Nada
poderia ser mais esquisito do que chuva e sol na hora do almoço. A natureza
enlouqueceu, só pode. Nem dá para escrever sobre isso. A necessidade lógica nos
leva a pensar em um dia de sol ou em um dia chuvoso. Dia ensolarado com chuva,
não dá. Até perdi a fome.
-
Dona Gorete, traz um café com leite, por favor.
-
Já vou!
-
Mais café do que leite, dona Gorete.
-
Tá aqui.
-
Dona Gorete, é a enésima vez que peço mais café do que leite e a senhora me vem
com mais leite do que café.
-
Leite é bom.
-
Eu sei, dona Gorete. Agora vai lá e põe mais café nesta caneca, por favor.
Ela
saiu entoando uma cantiga esquisita, no mínimo:
-
Sol e chuva, casamento de viúva. Chuva e
sol, casamento de espanhol. Sol e chuva, casamento de viúva. Chuva e sol,
casamento de espanhol.
-
Hã?
-
Sol e chuva, casamento de viúva. Chuva e
sol, casamento de espanhol.
-
Dona Gorete, pelamor...
-
O senhor não conhece essa cantiga não?
-
Se já a ouvi, não me recordo.
As
crianças brincando na rua pareciam uma assembleia de curicas. Tive de ir fechar
a janela – é desleal pedir às crianças que brinquem sem curicar, assim como é
desleal passar a infância sem ter pelo menos um balão de hélio. Se eu pudesse
baixar um decreto nacional seria este:
“É
DEVER DO ESTADO:
·
Fornecer condições dignas de
nascimento a cada brasileiro e brasileira;
·
Proporcionar aos brasileiros e
brasileiras a educação bonita dos manuais de pedagogia;
·
Propiciar aos brasileiros e brasileiras
professores bem formados, saudáveis na mente e no corpo e remunerados de acordo
com o grau de importância de sua atividade profissional, a qual é condição sine qua non para a existência de todas
as outras profissões.
·
Fornecer pelo menos um balão de hélio
a cada brasileiro e brasileira em idade de brincar;
·
Permitir aos brasileiros e brasileiras
em idade de brincar o direito ao uso livre e irrestrito da imaginação.
·
Baixar os preços dos livros e aumentar
os preços da cachaça e similares, dos cigarros e das entradas para shows de manifestações
artísticas massificadas.
Dê-se
ciência e cumpra-se.”
Retomemos
a história: os meninos jogavam bola descalços no asfalto, misturando água de
chuva, suor e dribles; os times eram os com
camisa e os sem camisa. Duas meninas
conversavam mais curicamente do que todas as outras crianças ali presentes. Estavam
exatamente abaixo da minha janela, protegendo-se da chuva e do sol.
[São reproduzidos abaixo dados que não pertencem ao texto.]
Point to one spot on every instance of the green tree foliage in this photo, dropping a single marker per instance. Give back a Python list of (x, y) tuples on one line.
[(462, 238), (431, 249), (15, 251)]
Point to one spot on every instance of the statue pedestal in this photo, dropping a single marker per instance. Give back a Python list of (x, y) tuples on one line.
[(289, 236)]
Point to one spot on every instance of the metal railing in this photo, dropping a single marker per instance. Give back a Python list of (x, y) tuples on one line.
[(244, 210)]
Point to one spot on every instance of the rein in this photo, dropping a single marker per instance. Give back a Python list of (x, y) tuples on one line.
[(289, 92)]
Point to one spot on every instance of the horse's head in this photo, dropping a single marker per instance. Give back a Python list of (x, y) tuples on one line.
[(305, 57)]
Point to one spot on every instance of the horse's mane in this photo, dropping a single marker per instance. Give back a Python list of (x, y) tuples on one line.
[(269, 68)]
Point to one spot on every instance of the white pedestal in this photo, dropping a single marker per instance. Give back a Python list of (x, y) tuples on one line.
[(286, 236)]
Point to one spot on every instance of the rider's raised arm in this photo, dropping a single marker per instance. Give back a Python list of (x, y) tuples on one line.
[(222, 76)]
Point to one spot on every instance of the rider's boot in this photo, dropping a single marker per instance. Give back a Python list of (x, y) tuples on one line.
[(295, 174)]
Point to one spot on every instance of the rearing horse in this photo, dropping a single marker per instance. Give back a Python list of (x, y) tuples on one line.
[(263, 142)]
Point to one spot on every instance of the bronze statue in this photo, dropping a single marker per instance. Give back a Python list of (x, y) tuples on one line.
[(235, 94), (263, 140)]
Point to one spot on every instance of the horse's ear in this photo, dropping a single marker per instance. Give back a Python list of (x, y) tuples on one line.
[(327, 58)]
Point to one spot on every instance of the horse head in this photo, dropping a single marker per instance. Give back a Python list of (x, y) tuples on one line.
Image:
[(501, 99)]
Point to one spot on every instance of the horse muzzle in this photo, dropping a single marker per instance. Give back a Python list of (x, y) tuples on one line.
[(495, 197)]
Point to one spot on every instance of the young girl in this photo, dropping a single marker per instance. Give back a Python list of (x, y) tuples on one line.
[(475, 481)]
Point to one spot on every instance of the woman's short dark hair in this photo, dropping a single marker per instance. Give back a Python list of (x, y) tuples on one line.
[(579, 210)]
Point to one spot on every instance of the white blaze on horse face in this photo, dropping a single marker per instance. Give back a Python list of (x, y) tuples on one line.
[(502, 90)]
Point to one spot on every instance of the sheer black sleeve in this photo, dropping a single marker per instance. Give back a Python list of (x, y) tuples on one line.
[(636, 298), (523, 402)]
Por uns
instantes estiquei o ouvido para ouvir sua conversa:
-
Você sabe por que está chovendo e o céu não está escuro?
-
Minha mãe diz que é São Pedro lavando a casa.
-
Claro que não.
-
Então o que é?
-
A chuva e o sol de vez em quando se encontram para conversar. É normal isso, todo
mundo gosta de conversar.
-
E sobre o que será que eles conversam?
-
Eu acho que é sobre as flores e as árvores e o mato. Olha só: eles precisam
tanto da água da chuva, quanto do calor do sol para viver. Então a chuva e o
sol olham para o seu jardim que é o mundo todinho, deste tamanhão assim (ao
falar, esticou os braços o máximo que pôde) e começam a conversar sobre o que o
jardim precisa para ficar mais bonito.
-
E do que será?
-
Chuva e sol.
-
E a terra?
-
Também. Já viu alguma planta crescer no asfalto?
A
conversa deve ter continuado por muitos minutos após o fechamento da janela. Voltei
para a caneca de café com leite, convencido de que o que é bonito não precisa
ser lógico ou ilógico, verdadeiro ou falso. Pensei também em almoçar, porque as
borboletas do jardim voavam freneticamente dentro da minha barriga.